Manchmal ist man hier wirklich zwischen zwei verschiedenen Welten. Es gibt viele Dinge, die wirklich gut funktionieren. Der Philothea Klub, in dem ich hauptsächlich arbeite ist ein gut funktionierender Jugendklub. Die meisten Aktionen gelingen hier und es gibt eine funktionierende Struktur. Dann erlebe ich aber auch immer wieder Situationen, in denen ich merke, dass sich hier echt auch noch viele Dinge entwickeln müssen:
"Ein bisschen aufgeregt war ich schon, als ich mich heute
Morgen auf den Weg ins CE Haus machte.
Das CE Haus (Diakonie) ist quasi die Zentrale des Dorcas Kinderheims und
des Philothea Klubs. Doch bevor ich eben dort ankommen sollte, verlief ich mich
erst mal gründlich. Eine Stunde zu spät kam ich an und traf Kati, die Leiterin des
„Hannah-Projektes“. „Hannah“ das steht für „Hope and nurture, nurture and
hope“. Das Projekt gibt es erst seit ein paar Jahren. Kati geht zwei Mal die
Woche in eine Art Kinderheim. Hier leben 35 Kinder, deren Eltern mit Tuberkulose infiziert waren. Die Kinder
sprechen rumänisch, die meisten sind Roma Kinder und kommen aus armen Familien.
Zwei Stunden später öffne ich die Tür zu einem alten
Gebäude. Es sieht wie alles aus, aber nicht wie ein Haus, indem Kinder leben
sollten. Die Arme voller Spielsachen gehe ich das Treppenhaus hoch. Es sieht
aus, wie in einem Film. Die einst grüne Farbe blättert von der Wand ab, das
Geländer ist wackelig. Es riecht streng. Im ersten Geschoss
angekommen, hält Kati mir die Tür auf und wir treten in einen Korridor, wie man
sie aus Krankenhäusern kennt.
Eine nette ältere Dame begrüßt uns auf Ungarisch. Wir unterhalten
uns ein bisschen mit ihr. Sie erzählt davon, wie schrecklich die Zeit für die
Kinder ist, wenn Ferien sind und davon, dass es schon wieder bürokratische
Probleme gibt. Es sei ein Kind aufgetaucht, das genau den gleichen Namen und
das gleiche Geburtsdatum hat, wie eines, das hier in dem Haus lebt.

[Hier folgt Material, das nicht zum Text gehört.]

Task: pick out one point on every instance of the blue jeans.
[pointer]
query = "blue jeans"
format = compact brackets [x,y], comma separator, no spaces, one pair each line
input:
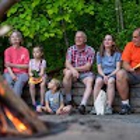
[18,85]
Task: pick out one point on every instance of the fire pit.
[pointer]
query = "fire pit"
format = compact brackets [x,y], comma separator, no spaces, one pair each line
[16,118]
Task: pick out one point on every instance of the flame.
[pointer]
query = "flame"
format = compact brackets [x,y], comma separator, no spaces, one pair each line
[17,123]
[2,91]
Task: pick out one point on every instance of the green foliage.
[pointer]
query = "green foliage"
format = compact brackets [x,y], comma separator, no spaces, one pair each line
[45,19]
[53,23]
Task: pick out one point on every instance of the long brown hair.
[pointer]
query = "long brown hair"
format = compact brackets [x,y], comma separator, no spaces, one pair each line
[114,47]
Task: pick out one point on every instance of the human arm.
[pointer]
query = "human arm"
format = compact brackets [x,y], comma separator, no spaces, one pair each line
[19,66]
[43,68]
[118,64]
[127,67]
[22,62]
[47,107]
[14,77]
[61,104]
[60,109]
[73,70]
[86,67]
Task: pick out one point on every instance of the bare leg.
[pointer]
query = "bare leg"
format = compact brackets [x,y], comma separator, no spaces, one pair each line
[32,93]
[88,81]
[42,91]
[98,85]
[110,91]
[122,84]
[67,84]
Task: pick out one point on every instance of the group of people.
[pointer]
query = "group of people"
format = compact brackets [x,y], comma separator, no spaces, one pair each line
[116,70]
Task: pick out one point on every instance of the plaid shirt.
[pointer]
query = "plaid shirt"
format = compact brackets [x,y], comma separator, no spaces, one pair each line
[80,57]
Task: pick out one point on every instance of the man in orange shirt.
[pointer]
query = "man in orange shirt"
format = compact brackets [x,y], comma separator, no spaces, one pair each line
[129,75]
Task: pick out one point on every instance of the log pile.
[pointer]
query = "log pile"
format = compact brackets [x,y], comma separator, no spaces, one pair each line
[16,118]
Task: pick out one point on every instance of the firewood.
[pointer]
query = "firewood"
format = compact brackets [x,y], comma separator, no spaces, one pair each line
[20,109]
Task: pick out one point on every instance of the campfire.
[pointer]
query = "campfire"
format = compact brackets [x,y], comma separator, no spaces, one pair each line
[16,118]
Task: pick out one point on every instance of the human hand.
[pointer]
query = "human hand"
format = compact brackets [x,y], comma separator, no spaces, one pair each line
[106,79]
[59,111]
[50,111]
[14,77]
[8,64]
[75,73]
[67,109]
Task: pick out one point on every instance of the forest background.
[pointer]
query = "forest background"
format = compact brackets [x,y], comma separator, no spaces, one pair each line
[53,23]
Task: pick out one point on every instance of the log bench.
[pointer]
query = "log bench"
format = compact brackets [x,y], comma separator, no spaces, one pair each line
[78,90]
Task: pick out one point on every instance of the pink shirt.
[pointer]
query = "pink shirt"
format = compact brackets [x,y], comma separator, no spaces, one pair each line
[16,56]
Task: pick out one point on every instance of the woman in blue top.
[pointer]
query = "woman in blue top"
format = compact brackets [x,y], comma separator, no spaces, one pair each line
[108,64]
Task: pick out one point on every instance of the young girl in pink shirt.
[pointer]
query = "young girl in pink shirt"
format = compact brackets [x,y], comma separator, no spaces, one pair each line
[16,59]
[37,67]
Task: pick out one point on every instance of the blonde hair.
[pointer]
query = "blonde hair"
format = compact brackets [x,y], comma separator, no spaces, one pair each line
[83,34]
[18,34]
[57,83]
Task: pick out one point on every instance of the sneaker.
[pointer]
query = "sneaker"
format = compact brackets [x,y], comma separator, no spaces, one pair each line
[108,110]
[82,109]
[93,111]
[125,109]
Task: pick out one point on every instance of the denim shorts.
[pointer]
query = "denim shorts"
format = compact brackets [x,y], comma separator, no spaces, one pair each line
[133,78]
[113,76]
[84,75]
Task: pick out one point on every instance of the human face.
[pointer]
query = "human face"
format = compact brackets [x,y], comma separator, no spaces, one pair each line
[37,53]
[79,39]
[15,39]
[51,85]
[108,41]
[136,38]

Irgendwann
schalte ich ab, weil mein ungarisch nicht mehr ausreicht um dem Gespräch zu
folgen. Mein Blick wandert nach links. Sechs offen stehende Türen, es erinnert
mich an eine Kinderstation im Krankenhaus, nur, dass hier die Wände komplett weiß sind
und der Putz abbröckelt. Ich sehe keine Bilder oder Fotos.
Mit einem lauten Knall wird auf der anderen Seite des Flurs eine Tür aufgestoßen: Durch den Spalt sehe ich die Kinder. Sie alle stehen hinter
einer Leiterin, die im Türrahmen steht. Einige versuchen sich an ihr vorbei zu
quetschen, aber ihr Vorhaben misslingt. Mit unseren Kartons machen wir uns auf
den Weg in den Raum, der sich als Essens- und Aufenthaltsraum herausstellt. Als
wir uns der Tür nähern, sehe ich immer mehr Kinderaugen, die alle auf uns und
die Kartons gerichtet sind. Wir treten
ein und sofort sind wir von einer Horde Kindern umgeben. Sie sehen nett aus. Die meisten tragen Jogginghosen und Socken, die
Klamotten sind dreckig und sehen gebraucht aus. Ein paar tragen Hausschuhe.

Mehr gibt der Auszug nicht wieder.